The rejection rate is calculated by the following equation:

in the formula, C_pAnd C_fRespectively, the solute concentrations in the permeate and feed solutions. The salt and drug concentrations in the feed and permeate were measured using a conductivity meter (Mettler-Toledo) and an ultraviolet-visible spectrophotometer (AOE), respectively.

The pure water permeability of the two-layer hollow fiber membrane was affected by the amount of FTB added to the top-layer casting film casting solution (area (a) of fig. 14). The interception sequence of four salts of the cast film is Na₂SO₄>NaCl>MgSO₄>MgCl₂(region (b) of FIG. 14), particularly when the amount of FTB added is controlled to be 4% -6%, 80% or more of Na can be obtained₂SO₄Retention rate, and retention rate of NaCl above 50%. The FTB composite double-layer membrane with the mass fraction of 4 wt% is further applied to the recovery of the drugs in the organic solvent. In a pure methanol solution with a methanol permeability of 3.7LMH/bar, the membrane showed 99% retention of tetracycline and vitamin B12 (FIG. 13, panel (c) (d)).
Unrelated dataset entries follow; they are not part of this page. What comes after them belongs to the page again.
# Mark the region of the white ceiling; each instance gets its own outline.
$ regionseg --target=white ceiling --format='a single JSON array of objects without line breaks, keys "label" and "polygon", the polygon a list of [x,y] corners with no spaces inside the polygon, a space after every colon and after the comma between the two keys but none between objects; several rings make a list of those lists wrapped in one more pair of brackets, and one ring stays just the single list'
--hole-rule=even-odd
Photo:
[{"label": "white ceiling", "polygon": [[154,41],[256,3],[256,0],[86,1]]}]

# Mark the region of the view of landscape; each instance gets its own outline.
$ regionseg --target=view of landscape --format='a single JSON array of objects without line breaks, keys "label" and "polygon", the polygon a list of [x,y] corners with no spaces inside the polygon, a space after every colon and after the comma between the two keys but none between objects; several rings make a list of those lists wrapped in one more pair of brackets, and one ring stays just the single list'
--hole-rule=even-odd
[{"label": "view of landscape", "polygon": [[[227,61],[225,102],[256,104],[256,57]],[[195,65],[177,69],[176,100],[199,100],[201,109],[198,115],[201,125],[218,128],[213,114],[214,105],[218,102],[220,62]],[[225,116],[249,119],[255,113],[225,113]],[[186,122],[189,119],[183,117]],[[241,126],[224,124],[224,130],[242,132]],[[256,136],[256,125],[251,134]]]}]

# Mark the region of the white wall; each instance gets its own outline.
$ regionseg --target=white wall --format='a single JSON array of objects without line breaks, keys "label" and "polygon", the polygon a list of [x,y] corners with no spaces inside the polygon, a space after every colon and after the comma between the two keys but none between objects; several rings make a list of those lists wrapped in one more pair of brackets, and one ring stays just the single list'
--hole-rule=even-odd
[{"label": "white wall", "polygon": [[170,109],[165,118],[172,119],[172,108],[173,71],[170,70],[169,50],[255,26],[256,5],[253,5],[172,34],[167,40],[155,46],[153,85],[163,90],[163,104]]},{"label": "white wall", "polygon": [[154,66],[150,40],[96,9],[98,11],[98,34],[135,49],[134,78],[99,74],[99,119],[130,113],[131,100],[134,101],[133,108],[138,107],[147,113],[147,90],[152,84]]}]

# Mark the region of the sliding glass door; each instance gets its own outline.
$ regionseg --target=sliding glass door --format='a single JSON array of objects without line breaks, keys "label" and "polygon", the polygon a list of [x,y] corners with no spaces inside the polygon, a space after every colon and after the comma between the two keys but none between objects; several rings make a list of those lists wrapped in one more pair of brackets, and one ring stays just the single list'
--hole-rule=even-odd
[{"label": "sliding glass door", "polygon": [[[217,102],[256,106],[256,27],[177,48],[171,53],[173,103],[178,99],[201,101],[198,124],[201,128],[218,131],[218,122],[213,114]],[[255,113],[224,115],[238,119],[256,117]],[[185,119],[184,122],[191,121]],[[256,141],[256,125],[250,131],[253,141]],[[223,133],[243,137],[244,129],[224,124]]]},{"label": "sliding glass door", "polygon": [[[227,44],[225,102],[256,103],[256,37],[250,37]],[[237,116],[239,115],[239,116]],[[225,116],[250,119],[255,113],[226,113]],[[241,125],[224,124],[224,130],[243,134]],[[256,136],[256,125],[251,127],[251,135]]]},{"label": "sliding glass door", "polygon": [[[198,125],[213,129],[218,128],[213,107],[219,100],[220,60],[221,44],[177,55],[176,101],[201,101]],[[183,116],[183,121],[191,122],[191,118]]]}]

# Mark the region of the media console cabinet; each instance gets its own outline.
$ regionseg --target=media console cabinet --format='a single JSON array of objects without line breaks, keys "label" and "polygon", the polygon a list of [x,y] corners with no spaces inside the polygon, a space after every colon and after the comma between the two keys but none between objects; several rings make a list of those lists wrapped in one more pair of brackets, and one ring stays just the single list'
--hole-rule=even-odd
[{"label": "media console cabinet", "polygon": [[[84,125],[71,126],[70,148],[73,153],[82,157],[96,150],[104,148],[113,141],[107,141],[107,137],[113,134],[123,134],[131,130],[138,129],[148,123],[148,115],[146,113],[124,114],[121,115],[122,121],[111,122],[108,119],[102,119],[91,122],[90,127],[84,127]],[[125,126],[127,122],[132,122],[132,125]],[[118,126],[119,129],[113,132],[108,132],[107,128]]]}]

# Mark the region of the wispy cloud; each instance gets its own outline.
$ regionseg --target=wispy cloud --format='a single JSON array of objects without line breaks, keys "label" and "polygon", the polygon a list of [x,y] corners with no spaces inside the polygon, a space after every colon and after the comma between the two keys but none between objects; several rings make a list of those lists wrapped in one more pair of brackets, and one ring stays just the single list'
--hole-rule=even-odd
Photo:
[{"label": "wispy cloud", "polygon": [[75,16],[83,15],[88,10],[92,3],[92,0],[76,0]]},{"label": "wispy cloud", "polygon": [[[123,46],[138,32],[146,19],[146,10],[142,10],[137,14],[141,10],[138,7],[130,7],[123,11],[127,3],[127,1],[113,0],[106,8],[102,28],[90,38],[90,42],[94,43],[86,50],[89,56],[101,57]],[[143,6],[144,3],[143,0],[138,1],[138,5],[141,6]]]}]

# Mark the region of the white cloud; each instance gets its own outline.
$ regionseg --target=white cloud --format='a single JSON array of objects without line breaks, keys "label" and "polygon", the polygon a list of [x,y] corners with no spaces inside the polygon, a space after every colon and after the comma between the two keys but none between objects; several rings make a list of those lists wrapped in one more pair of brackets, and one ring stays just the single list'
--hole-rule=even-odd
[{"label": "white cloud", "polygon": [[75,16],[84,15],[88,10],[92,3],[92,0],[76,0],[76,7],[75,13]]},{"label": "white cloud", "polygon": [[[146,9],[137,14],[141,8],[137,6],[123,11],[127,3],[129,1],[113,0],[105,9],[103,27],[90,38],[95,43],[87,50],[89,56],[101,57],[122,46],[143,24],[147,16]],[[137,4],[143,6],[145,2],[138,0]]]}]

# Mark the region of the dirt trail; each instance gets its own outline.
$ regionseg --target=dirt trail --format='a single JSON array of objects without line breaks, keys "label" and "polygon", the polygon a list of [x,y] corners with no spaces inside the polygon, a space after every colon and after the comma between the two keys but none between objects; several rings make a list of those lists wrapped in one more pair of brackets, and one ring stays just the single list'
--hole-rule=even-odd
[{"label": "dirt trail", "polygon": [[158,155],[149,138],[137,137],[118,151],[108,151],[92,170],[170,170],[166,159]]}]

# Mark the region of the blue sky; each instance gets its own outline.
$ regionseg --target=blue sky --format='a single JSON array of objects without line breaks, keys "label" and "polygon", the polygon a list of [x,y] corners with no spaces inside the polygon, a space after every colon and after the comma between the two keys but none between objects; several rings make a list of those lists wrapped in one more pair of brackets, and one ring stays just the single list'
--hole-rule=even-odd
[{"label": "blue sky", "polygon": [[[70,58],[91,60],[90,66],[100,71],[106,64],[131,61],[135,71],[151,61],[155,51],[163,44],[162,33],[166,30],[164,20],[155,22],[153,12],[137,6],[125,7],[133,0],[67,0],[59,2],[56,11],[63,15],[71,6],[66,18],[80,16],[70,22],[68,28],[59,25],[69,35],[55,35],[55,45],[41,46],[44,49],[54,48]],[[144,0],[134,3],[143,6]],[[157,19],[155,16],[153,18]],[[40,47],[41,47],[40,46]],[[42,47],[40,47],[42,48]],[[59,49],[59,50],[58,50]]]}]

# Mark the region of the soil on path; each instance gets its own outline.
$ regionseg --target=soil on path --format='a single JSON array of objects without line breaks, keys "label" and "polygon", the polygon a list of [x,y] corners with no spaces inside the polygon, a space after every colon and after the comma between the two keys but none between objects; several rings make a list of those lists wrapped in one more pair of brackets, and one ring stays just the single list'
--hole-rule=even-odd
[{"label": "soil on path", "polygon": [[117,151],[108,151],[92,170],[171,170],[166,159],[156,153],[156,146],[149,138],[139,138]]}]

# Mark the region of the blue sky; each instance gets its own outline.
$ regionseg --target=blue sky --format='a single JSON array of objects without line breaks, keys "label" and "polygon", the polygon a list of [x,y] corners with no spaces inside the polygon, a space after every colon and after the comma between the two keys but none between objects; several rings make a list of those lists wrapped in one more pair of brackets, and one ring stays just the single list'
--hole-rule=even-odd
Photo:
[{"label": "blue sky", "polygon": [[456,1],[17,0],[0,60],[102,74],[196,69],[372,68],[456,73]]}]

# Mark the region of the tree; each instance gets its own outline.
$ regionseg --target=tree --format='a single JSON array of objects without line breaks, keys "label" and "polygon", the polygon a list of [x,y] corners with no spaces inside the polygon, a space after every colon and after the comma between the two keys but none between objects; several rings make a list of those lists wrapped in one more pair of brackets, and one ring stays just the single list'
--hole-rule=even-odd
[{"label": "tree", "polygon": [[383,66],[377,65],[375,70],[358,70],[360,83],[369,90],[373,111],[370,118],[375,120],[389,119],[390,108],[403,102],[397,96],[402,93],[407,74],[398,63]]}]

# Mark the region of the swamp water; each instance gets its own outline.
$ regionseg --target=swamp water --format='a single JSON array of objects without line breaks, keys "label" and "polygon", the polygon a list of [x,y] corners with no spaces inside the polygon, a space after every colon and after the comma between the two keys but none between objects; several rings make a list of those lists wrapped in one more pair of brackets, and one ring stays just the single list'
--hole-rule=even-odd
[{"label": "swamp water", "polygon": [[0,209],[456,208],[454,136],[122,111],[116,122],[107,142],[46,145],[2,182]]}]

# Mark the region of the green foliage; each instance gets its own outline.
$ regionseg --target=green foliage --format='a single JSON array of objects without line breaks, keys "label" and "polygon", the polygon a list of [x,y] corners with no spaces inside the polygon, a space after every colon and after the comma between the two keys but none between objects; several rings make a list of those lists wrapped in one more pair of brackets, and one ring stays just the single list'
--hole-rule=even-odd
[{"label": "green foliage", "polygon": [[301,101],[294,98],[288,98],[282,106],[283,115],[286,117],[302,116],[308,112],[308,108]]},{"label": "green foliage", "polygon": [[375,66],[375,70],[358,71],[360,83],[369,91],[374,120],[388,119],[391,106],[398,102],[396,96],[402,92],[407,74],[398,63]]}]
Test for solvent resistance

In order to further verify the molecular mixing property of the double-layer hollow fiber membrane in the interfacial region and examine the tolerance of the double-layer hollow fiber membrane in an organic solvent, the prepared double-layer hollow fiber membrane is crosslinked with 1, 6-hexamethylenediamine for 15 hours and soaked in DMF for two weeks. As shown in fig. 15, the crosslinked pristine

The double-layer hollow fiber membrane is layered after being soaked in DMF. 4% by weight after crosslinking

The bilayer hollow fiber membranes still did not delaminate after two weeks immersion in DMF solvent, indicating that FTB is present in the bilayer interface region

Andthe molecules reach a good mixing state and can therefore be chemically cross-linked by HDA. Figure 15 illustrates that possible reactions exist in the outer, inner and interfacial regions of a bilayer membrane. The double-layer hollow fiber membrane with low cost can keep the structural integrity in a severe solvent, and has wide application prospect in the fields of organic solvent nanofiltration and reverse osmosis.